How Treatment Works Here
The safest, most effective and most widely accepted therapies for cancer become the “standard of care.” For many patients, these are the foundation of treatment. At Fred Hutch, we provide all standard therapies for all types of cancer.
Our physicians and researchers are always asking how we can make blood and marrow transplant better. Reduce side effects further. And tell each patient, “Good news. No signs of disease.” This is why we conduct clinical trials. Through BMT studies — which we pioneered nearly a half-century ago — we’re able to offer you therapies that are not available everywhere. A therapy that is now in trials may become the new standard tomorrow.

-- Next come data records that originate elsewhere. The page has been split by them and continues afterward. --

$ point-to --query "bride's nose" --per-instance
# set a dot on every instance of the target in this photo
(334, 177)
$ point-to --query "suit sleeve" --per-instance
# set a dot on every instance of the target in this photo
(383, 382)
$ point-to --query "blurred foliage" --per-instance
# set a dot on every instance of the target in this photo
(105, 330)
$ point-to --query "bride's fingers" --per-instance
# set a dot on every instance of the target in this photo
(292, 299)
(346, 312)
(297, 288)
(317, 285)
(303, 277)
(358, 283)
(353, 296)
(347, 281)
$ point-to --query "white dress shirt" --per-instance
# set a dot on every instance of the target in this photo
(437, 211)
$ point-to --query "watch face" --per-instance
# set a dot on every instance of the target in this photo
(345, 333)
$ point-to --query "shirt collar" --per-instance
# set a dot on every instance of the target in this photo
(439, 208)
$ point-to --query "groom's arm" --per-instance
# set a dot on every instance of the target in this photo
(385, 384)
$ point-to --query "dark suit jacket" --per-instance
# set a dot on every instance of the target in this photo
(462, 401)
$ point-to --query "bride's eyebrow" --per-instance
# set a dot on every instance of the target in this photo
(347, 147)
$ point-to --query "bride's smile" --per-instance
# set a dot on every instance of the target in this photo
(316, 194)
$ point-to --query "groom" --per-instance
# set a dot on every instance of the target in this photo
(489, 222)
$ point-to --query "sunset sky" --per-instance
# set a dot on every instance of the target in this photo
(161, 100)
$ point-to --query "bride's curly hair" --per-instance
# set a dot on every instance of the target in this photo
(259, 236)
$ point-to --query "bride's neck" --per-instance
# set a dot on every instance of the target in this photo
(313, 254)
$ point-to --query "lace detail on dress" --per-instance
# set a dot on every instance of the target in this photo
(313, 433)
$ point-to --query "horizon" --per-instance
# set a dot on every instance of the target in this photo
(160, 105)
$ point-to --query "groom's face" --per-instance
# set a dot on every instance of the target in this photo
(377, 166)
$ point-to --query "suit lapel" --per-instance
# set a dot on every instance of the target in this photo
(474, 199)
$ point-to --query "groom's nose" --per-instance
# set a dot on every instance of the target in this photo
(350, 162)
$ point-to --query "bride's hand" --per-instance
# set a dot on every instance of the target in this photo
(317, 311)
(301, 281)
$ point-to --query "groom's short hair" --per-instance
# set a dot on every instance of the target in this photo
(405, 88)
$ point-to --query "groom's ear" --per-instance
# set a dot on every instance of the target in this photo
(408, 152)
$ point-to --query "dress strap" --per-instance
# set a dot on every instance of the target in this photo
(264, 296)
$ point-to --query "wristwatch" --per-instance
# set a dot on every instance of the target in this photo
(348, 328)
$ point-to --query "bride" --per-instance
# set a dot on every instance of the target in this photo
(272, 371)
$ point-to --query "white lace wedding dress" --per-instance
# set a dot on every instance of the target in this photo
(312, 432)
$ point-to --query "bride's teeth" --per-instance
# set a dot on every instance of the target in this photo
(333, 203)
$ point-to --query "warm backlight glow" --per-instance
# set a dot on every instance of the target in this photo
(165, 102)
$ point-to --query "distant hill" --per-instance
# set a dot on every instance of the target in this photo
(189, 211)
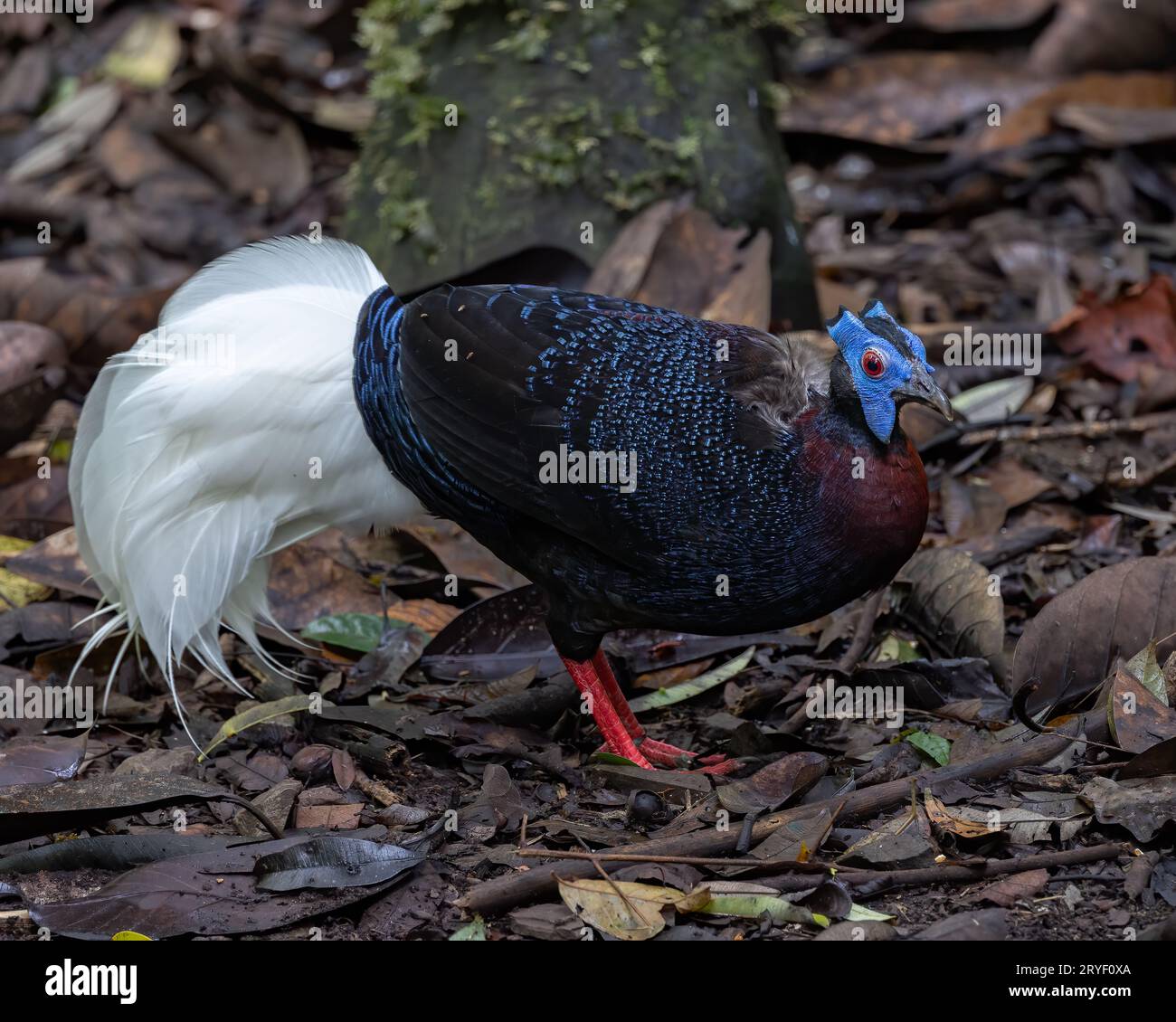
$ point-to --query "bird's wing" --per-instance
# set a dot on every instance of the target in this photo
(500, 379)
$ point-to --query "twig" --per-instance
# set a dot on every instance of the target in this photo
(1088, 431)
(690, 860)
(506, 892)
(963, 874)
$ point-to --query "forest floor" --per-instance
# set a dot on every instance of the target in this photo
(434, 749)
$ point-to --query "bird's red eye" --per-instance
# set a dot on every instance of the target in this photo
(871, 364)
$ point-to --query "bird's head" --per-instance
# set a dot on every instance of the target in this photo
(887, 366)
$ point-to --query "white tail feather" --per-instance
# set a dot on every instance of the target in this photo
(223, 437)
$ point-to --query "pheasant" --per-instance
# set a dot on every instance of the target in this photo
(642, 467)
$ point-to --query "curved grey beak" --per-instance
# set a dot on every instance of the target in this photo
(924, 390)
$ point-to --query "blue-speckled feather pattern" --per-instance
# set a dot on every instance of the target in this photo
(726, 531)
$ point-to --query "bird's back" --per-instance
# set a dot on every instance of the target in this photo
(643, 466)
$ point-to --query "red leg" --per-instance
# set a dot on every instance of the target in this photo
(604, 673)
(659, 752)
(619, 741)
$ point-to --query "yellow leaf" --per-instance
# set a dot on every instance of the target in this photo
(15, 591)
(255, 715)
(631, 912)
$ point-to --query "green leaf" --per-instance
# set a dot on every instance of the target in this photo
(357, 631)
(255, 715)
(858, 913)
(754, 905)
(473, 931)
(894, 649)
(1145, 668)
(937, 748)
(695, 686)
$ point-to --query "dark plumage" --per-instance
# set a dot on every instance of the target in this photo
(641, 467)
(747, 512)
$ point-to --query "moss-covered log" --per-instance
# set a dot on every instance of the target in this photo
(507, 125)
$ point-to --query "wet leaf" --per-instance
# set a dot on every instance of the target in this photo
(756, 905)
(474, 931)
(952, 602)
(934, 746)
(628, 911)
(361, 631)
(333, 862)
(774, 784)
(695, 686)
(1122, 336)
(1137, 719)
(1142, 806)
(994, 402)
(1071, 645)
(211, 893)
(255, 715)
(27, 810)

The Fred Hutchinson Cancer Center Blood and Marrow Transplant Program had its beginnings in the 1970s, when Nobel Prize-winner E. Donnall Thomas, MD, and his team at Fred Hutch first developed clinical use of transplants.
Today, the internationally renowned physician-scientists at Fred Hutch and UW Medicine join together and continue to lead with new discoveries related to blood and marrow transplant (BMT) — which ultimately creates more treatment options for patients like you.
When your care team designs your treatment plan, they will look for any clinical trials that might match your situation. If so, your care team will talk with you about whether you might want to join a particular study and why. This can help you make the decision that’s best for you. If you join a clinical trial, you will see the same physicians and nurses as you would for standard therapy.
“Important new developments are showing the way to a further improvement in results so that many more patients with otherwise incurable diseases will have a reasonable chance of long survival and cure.”
— E. Donnall Thomas, MD, 1990 Nobel Laureate
History of BMTs
1957 - 1979
1957: First Allogeneic Transplant
Dr. E. Donnall Thomas pioneers the first allogeneic — using cells from a donor — blood and marrow transplant.
1970s: Transplantation Becomes Widely Available
Clinical blood and marrow transplantation comes into wide use during this decade. Because of the toxicity of chemotherapy or radiation, which is required to prepare patients for transplant, BMT is only available to otherwise healthy people in their 30s or younger.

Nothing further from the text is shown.